W poprzednim roku akademickim ze wsparcia asystentów korzystało na Uniwersytecie Wrocławskim około 15 osób. Zakres ich zadań obejmuje m.in. pomoc w poruszaniu się między miejscami wykładów, przygotowania notatek, załatwienie formalności w dziekanacie. - O tym, w czym pomocni są asystenci, zależy od potrzeb podopiecznego i rodzaju niepełnosprawności - mówi dr Katarzyna Uczkiewicz, rzeczniczka prasowa uczelni, i zastrzega. - Jednak pomagają tylko w zadaniach dotyczących kształcenia, to asystenci dydaktyczni, nie robią zakupów, nie zawiozą do lekarza.

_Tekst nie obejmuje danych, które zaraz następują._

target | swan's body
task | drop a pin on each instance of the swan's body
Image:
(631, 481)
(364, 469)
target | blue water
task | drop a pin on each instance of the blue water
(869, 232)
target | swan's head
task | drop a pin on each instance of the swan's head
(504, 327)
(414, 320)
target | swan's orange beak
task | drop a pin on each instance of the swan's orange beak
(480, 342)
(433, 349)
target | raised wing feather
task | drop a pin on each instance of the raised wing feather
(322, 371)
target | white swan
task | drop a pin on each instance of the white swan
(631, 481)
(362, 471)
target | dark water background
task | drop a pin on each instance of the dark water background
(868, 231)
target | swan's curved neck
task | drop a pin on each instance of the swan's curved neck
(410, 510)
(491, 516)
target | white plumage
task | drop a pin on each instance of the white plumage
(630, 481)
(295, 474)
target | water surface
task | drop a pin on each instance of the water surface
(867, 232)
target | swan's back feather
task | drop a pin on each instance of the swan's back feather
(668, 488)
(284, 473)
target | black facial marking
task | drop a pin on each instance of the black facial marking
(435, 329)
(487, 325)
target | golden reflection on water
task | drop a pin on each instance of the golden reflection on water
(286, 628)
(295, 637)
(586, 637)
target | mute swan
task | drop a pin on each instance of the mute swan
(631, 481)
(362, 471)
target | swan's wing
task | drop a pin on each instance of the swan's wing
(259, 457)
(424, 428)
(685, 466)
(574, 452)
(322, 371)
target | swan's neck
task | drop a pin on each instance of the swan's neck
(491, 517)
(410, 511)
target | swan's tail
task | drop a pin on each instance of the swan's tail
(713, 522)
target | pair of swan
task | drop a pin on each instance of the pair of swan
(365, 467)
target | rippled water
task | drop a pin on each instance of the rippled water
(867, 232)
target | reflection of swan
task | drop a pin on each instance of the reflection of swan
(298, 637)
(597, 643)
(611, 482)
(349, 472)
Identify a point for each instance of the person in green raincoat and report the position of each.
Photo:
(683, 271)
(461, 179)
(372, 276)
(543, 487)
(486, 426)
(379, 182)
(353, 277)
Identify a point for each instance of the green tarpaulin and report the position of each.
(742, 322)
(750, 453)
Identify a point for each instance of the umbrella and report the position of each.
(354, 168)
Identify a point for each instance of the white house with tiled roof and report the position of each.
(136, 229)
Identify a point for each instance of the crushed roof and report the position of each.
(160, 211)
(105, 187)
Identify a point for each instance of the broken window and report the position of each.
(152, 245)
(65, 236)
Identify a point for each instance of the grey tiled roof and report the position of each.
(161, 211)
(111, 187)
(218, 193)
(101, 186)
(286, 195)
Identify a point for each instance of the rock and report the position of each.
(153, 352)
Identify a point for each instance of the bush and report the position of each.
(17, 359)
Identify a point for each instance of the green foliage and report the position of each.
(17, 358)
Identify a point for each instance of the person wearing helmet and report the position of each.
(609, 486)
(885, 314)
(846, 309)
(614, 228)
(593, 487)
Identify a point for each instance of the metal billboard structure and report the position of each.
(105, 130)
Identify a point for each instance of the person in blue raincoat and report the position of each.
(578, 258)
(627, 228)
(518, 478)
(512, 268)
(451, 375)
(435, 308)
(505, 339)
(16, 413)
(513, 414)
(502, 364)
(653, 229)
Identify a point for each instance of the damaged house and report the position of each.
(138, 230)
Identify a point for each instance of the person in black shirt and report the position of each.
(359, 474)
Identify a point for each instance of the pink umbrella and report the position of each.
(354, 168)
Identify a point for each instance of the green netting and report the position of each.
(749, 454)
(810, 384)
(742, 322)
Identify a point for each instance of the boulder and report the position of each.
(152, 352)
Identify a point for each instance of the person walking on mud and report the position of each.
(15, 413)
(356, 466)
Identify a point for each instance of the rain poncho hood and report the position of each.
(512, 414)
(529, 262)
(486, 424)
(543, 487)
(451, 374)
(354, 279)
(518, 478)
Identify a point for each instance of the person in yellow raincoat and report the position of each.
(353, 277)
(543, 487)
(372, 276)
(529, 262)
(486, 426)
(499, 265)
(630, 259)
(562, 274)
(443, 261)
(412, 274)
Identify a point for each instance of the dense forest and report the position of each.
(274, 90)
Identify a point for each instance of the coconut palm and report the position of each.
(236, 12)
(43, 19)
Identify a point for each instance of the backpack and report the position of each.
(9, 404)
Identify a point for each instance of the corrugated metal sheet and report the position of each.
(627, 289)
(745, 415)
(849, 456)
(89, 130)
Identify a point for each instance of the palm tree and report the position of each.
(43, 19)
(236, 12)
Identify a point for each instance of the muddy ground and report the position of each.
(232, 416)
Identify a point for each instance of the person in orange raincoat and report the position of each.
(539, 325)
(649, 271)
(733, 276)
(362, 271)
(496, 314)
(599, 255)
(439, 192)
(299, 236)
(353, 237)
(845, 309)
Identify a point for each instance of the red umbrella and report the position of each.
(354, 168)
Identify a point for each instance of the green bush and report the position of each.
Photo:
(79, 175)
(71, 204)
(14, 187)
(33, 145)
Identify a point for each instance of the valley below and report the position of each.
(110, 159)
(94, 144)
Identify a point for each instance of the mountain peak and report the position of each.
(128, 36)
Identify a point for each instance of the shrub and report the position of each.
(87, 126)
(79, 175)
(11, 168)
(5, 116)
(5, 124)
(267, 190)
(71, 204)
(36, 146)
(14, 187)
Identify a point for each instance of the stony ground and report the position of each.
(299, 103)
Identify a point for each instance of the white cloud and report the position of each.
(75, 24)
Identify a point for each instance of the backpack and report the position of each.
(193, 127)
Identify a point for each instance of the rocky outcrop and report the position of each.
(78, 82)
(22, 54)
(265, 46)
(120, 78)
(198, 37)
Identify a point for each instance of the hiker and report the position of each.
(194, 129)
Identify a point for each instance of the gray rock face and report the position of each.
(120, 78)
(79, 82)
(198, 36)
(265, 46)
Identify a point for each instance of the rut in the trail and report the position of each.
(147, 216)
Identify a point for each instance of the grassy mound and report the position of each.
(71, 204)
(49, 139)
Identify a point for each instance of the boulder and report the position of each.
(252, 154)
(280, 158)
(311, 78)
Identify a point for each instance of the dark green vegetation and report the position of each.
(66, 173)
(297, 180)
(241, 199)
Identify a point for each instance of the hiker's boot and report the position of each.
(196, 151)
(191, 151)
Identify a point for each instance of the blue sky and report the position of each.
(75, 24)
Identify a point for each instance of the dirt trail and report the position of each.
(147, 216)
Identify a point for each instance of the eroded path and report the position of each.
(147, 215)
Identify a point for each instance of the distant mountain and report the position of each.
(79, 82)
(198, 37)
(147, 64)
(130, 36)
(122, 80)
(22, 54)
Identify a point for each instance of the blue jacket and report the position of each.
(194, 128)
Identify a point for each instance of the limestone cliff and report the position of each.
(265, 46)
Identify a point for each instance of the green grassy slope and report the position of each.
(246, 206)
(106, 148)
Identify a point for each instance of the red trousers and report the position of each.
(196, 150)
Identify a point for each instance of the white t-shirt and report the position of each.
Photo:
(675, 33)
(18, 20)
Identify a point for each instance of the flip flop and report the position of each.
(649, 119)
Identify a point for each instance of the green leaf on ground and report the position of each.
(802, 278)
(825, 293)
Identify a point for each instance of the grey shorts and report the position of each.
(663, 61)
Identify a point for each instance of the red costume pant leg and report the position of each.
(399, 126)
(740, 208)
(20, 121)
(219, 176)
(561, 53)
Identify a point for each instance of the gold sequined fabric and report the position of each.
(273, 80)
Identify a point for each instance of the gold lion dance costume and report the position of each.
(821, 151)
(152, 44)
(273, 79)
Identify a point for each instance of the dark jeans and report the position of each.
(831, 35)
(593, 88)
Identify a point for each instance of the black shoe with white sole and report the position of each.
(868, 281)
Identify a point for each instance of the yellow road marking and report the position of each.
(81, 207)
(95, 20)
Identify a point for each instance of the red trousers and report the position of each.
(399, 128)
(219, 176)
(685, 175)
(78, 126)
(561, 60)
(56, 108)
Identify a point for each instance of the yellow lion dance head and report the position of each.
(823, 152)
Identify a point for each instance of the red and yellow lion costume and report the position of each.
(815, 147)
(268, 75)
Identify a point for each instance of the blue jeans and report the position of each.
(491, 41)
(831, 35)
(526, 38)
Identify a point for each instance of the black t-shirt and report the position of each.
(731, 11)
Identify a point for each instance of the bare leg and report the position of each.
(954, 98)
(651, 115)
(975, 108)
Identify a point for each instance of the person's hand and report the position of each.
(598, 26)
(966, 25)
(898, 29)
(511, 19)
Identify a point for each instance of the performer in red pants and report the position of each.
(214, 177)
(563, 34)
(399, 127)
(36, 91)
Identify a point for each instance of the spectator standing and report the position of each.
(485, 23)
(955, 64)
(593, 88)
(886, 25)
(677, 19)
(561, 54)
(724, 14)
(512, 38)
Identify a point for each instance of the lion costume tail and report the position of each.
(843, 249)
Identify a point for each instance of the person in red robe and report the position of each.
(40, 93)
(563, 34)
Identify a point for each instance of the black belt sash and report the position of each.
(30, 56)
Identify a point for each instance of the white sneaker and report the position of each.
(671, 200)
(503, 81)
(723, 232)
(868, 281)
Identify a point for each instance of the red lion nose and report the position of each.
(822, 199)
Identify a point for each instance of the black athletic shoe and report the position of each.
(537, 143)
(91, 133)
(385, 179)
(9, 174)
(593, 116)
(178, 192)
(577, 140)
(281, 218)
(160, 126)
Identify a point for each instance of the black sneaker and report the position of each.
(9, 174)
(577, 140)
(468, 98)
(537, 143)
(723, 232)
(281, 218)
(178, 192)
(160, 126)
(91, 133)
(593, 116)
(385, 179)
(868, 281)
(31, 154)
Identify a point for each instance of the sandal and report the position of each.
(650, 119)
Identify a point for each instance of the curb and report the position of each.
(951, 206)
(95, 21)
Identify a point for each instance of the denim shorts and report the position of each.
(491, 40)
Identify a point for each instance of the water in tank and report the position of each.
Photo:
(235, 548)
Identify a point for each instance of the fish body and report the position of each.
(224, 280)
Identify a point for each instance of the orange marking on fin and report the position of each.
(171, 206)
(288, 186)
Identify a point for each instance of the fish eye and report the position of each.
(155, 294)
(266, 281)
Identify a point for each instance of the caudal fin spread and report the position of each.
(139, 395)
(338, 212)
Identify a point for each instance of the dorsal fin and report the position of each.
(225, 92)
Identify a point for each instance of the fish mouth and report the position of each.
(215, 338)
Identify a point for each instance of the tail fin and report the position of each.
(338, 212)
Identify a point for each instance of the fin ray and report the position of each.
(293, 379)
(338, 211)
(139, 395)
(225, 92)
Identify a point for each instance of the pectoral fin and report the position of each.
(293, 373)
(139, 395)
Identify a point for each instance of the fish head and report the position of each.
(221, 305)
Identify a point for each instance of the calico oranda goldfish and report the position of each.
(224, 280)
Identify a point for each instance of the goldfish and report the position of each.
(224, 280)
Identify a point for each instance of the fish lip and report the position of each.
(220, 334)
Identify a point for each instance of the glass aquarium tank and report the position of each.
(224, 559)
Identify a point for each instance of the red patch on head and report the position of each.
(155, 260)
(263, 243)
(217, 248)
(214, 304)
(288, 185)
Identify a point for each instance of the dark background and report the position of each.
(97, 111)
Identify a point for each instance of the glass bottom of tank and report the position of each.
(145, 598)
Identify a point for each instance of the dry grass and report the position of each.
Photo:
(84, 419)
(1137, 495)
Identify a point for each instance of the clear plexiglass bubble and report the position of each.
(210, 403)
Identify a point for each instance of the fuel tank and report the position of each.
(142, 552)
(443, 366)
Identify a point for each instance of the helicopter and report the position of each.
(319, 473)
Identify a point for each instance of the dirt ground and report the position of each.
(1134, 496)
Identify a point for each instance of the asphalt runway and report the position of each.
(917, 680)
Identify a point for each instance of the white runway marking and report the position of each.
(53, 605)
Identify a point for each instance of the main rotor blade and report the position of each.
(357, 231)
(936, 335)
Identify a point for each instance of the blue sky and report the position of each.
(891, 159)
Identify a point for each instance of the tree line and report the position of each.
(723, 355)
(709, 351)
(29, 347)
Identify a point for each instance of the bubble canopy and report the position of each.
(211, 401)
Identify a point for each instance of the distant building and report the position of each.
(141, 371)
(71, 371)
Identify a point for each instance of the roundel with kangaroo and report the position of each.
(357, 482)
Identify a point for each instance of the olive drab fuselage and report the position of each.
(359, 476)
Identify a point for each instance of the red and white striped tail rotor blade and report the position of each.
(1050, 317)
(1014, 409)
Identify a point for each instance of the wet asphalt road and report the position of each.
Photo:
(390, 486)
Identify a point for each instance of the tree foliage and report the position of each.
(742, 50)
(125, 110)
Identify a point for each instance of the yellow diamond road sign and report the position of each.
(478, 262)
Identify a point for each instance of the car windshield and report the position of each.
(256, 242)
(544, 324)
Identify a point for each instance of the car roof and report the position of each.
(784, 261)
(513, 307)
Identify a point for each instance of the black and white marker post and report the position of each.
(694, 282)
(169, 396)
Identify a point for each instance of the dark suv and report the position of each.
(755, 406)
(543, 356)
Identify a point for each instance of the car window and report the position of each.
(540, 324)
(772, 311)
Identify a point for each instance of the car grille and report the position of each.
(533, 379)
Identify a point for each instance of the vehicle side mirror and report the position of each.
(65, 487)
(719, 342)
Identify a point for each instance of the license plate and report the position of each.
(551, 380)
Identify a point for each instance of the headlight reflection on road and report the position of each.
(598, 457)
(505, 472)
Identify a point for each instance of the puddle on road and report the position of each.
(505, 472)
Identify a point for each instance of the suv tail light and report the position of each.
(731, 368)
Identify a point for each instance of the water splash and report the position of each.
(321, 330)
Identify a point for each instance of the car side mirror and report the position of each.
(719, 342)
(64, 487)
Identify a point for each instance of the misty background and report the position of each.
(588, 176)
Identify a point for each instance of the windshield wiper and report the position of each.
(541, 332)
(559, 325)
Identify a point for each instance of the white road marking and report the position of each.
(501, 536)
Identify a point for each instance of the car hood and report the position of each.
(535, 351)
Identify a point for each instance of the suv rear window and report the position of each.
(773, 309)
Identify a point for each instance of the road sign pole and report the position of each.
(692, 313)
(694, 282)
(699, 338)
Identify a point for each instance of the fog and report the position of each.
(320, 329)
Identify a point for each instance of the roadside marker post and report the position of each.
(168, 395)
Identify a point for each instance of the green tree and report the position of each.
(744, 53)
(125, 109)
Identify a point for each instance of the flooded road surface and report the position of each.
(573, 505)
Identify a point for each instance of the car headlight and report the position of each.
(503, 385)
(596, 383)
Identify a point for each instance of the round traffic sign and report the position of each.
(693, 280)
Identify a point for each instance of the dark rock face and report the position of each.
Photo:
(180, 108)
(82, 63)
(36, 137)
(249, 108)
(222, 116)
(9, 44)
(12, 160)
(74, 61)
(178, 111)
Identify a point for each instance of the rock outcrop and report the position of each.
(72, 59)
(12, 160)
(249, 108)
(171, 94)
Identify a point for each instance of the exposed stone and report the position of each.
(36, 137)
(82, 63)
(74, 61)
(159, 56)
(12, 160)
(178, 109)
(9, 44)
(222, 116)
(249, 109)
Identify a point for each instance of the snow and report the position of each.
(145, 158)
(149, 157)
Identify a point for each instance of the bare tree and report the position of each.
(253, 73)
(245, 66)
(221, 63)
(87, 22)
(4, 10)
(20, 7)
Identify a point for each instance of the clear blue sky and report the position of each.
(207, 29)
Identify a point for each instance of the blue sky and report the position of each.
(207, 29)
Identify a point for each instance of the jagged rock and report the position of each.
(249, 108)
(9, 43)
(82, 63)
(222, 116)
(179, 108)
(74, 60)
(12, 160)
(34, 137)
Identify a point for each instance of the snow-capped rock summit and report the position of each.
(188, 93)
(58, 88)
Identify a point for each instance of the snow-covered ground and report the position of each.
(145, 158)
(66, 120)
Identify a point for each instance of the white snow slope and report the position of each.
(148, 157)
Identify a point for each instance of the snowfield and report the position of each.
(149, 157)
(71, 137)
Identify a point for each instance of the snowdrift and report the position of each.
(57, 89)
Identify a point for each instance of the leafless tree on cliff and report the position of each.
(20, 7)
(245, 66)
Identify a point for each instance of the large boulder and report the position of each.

W role asystentów wcielają się osoby po szkoleniach prowadzonych przez instytucje społeczne przygotowujących asystentów osób z niepełnosprawnościami. Studentom wymagającym wsparcia pomagają często członkowie rodziny. Optymalnie jest, kiedy asystentem zostaje kolega z grupy, bo nie musi rezygnować ze swoich zajęć.
Dr Uczkiewicz: - Zadania związane z opieką nad studentem z niepełnosprawnością można podzielić między dwie osoby. To ułatwia organizację takiej współpracy.
Asystenci są formalnie zatrudniani przez uczelnię na umowę zlecenie. Mogą zarobić kilkaset złotych w miesiącu. Ilość przepracowanych godzin zależy od potrzeb podopiecznego.
- Do 15 października czekamy na zgłoszenia studentów z niepełnosprawnościami, jak i na deklaracje osób, które chcą zostać asystentami – zapowiada rzeczniczka UWr.